Missbrauchs-Opfer in Litauen gefunden

Hagen/Frankfurt..  Das Missbrauchs-Opfer ist gefunden. Bundesweit hatten Ermittler im vergangenen Herbst an den Schulen Fotos eines Kindes verteilt. Bilder von einem Mädchen zwischen zwölf und 14 Jahren, das über Jahre hinweg in seinem Kinderzimmer missbraucht worden ist – vermutlich auch noch zum Zeitpunkt, als die Ermittlungen schon begonnen hatten. Nachdem sie alle anderen Möglichkeiten erschöpft, alles technisch Machbare versucht hatten, sahen die Fahnder keinen anderen Weg mehr, als die Lehrer im gesamten Bundesgebiet zu befragen. In der Hoffnung, dass einer von ihnen das Mädchen kennt, man das Opfer so aus seiner Notlage befreien und den Täter fassen kann.

Über Interpol vernetzt

Ohne Ergebnis in Deutschland. In Litauen jedoch konnte das Mädchen identifiziert werden. Denn die Ermittlungen wurden in mehreren Ländern parallel geführt. Die Kinderpornografie-Ermittler sind über Interpol vernetzt. Interpol hatte auch dem Bundeskriminalamt im aktuellen Fall die Bilder übergeben, nachdem die Fotos in Moldawien bei einer Durchsuchung gesichert worden waren.

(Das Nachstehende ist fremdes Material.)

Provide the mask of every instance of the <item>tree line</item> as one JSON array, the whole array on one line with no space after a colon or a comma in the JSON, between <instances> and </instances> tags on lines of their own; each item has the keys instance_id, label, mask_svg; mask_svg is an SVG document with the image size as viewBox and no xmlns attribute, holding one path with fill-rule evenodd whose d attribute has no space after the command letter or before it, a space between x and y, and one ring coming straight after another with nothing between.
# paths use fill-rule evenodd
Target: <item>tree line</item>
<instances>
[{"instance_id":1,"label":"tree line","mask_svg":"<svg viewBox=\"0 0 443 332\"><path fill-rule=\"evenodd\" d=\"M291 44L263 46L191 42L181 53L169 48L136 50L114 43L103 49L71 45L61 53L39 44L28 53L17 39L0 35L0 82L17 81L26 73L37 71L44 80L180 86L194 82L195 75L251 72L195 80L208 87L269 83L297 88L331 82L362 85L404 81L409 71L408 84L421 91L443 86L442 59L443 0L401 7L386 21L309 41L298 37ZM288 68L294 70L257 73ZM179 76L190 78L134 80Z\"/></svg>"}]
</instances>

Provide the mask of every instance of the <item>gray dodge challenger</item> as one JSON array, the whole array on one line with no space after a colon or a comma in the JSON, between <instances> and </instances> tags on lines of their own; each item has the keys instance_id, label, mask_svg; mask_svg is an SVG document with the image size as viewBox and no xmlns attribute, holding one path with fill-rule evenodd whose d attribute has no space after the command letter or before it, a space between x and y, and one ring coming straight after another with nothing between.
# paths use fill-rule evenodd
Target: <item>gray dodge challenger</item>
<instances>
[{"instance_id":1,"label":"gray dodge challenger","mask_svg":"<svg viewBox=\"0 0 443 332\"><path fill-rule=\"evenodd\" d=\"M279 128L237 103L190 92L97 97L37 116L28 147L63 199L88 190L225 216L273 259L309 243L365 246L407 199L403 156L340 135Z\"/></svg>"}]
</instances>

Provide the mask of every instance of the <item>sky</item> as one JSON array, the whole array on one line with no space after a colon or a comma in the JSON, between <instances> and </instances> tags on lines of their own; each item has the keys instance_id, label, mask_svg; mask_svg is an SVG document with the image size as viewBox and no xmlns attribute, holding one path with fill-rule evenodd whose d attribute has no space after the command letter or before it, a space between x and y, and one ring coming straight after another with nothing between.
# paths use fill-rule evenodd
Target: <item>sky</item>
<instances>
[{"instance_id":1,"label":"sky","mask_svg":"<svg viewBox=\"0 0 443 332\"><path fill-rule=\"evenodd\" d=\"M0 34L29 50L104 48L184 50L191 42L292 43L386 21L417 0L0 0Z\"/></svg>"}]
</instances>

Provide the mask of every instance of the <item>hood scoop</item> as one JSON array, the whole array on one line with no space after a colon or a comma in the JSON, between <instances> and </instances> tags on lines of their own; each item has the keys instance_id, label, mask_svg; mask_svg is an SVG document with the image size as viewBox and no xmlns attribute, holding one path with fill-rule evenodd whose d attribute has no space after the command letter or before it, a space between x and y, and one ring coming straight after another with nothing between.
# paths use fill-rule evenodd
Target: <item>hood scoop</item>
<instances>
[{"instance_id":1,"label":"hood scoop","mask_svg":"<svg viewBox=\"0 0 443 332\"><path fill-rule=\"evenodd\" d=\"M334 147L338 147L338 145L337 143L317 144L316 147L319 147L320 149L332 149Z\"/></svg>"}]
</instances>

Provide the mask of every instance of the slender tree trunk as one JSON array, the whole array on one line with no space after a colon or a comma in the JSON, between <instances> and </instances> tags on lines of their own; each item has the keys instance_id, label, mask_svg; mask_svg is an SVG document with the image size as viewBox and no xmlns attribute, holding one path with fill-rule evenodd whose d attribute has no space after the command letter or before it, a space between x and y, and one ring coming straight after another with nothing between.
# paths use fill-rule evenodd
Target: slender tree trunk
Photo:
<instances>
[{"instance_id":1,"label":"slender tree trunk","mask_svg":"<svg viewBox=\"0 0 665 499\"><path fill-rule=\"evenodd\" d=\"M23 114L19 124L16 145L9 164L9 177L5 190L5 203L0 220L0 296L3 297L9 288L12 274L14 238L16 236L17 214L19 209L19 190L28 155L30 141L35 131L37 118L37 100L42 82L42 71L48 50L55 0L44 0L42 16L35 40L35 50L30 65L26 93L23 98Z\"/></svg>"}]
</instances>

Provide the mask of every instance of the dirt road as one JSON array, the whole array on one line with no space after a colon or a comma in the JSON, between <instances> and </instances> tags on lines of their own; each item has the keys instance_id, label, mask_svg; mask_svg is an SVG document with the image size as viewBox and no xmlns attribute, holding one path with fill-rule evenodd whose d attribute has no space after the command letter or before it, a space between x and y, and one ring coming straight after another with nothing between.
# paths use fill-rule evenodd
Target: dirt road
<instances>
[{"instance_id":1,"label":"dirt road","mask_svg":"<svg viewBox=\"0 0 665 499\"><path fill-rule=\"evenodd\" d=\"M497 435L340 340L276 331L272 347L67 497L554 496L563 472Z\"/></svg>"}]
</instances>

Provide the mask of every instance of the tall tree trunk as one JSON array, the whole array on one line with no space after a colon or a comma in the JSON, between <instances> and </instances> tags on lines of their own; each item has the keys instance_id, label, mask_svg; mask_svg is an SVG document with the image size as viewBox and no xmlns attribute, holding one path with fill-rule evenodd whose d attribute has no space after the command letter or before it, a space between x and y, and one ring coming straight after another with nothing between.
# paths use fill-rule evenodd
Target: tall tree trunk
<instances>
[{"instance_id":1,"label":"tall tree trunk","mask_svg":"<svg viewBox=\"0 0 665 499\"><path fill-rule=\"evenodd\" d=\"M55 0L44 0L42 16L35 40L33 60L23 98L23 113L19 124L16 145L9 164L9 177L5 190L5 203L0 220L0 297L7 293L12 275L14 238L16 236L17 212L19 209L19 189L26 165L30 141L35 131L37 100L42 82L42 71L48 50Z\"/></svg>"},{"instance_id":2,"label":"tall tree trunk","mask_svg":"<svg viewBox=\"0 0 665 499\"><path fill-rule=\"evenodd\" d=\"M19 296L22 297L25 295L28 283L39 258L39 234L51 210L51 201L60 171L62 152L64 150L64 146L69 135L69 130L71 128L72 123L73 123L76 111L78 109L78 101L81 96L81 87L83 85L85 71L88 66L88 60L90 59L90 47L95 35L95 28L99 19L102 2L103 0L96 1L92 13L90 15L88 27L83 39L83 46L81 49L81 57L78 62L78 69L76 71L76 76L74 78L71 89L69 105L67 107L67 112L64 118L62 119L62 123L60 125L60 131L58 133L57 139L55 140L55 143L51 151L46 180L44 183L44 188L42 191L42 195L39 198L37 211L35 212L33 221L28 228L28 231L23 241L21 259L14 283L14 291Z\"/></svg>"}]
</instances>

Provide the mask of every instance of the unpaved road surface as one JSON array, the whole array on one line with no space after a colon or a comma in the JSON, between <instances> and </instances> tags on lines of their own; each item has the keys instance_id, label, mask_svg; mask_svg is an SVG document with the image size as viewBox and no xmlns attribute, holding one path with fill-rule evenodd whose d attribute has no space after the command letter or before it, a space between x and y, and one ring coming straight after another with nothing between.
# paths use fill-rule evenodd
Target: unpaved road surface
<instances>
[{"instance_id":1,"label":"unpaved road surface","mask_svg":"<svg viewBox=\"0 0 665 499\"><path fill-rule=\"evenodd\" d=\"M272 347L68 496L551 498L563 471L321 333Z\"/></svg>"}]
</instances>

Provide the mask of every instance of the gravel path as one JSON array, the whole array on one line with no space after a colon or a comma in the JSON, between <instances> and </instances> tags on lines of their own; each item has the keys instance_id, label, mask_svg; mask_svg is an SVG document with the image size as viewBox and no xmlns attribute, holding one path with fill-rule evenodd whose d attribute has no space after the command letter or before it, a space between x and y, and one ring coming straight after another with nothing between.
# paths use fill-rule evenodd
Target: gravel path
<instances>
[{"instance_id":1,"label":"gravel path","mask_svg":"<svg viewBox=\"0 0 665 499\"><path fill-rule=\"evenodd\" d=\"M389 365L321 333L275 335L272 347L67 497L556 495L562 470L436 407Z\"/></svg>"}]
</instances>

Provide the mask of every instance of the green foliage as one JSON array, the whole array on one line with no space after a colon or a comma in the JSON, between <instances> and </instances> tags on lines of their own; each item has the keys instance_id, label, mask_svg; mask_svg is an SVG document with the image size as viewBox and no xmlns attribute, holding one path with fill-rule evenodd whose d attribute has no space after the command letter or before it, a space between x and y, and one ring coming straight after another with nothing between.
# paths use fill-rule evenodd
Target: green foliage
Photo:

Weil die Ermittler bei der Auswertung „verschiedene Gegenstände“ auf den Bildern erkannten, die darauf hindeuteten, dass die Aufnahmen im deutschsprachigen Raum gemacht worden sein könnten, fahndetet man auch hierzulande. Fündig wurden aber die Kollegen in Litauen. Dort ist ein Ermittlungsverfahren gegen den Tatverdächtigen eingeleitet. Ob es sich um einen Angehörigen des Mädchens handelt, ob weitere Kinder seine Opfer geworden sind – dazu könne man keine Auskünfte geben, so Oberstaatsanwalt Alexander Badle, Pressesprecher der zuständigen Generalstaatsanwaltschaft Frankfurt. Der Fall zeige, wie wichtig es sei, die Ermittlungen länderübergreifend zu führen.

Und auch wenn es diesmal nicht die Schulfahndung war, mit der man dem Tatverdächtigen auf die Spur kommen konnte, zieht er eine positive Bilanz dieses neuen Instruments. Denn in einem weiteren Fall hatten die Ermittler im vergangenen Oktober ein Opfer identifizieren können: Eine Schulleiterin in Bayern hatte den Jungen erkannt. Festgenommen wurde der Vater des Siebenjährigen.

Nicht inflationär

Eine weitere Schulfahndung läuft derzeit nicht. Das Instrument bleibt für Badle das letzte Mittel, auf das er nur setzen will, wenn alle anderen Methoden gescheitert sind: Zum einen sei der Aufwand immens. Zum anderen dürfe man die Schulfahndung nicht inflationär nutzen, „weil sonst die Aufmerksamkeit der Lehrer und ihre Bereitschaft mitzuarbeiten schwindet“.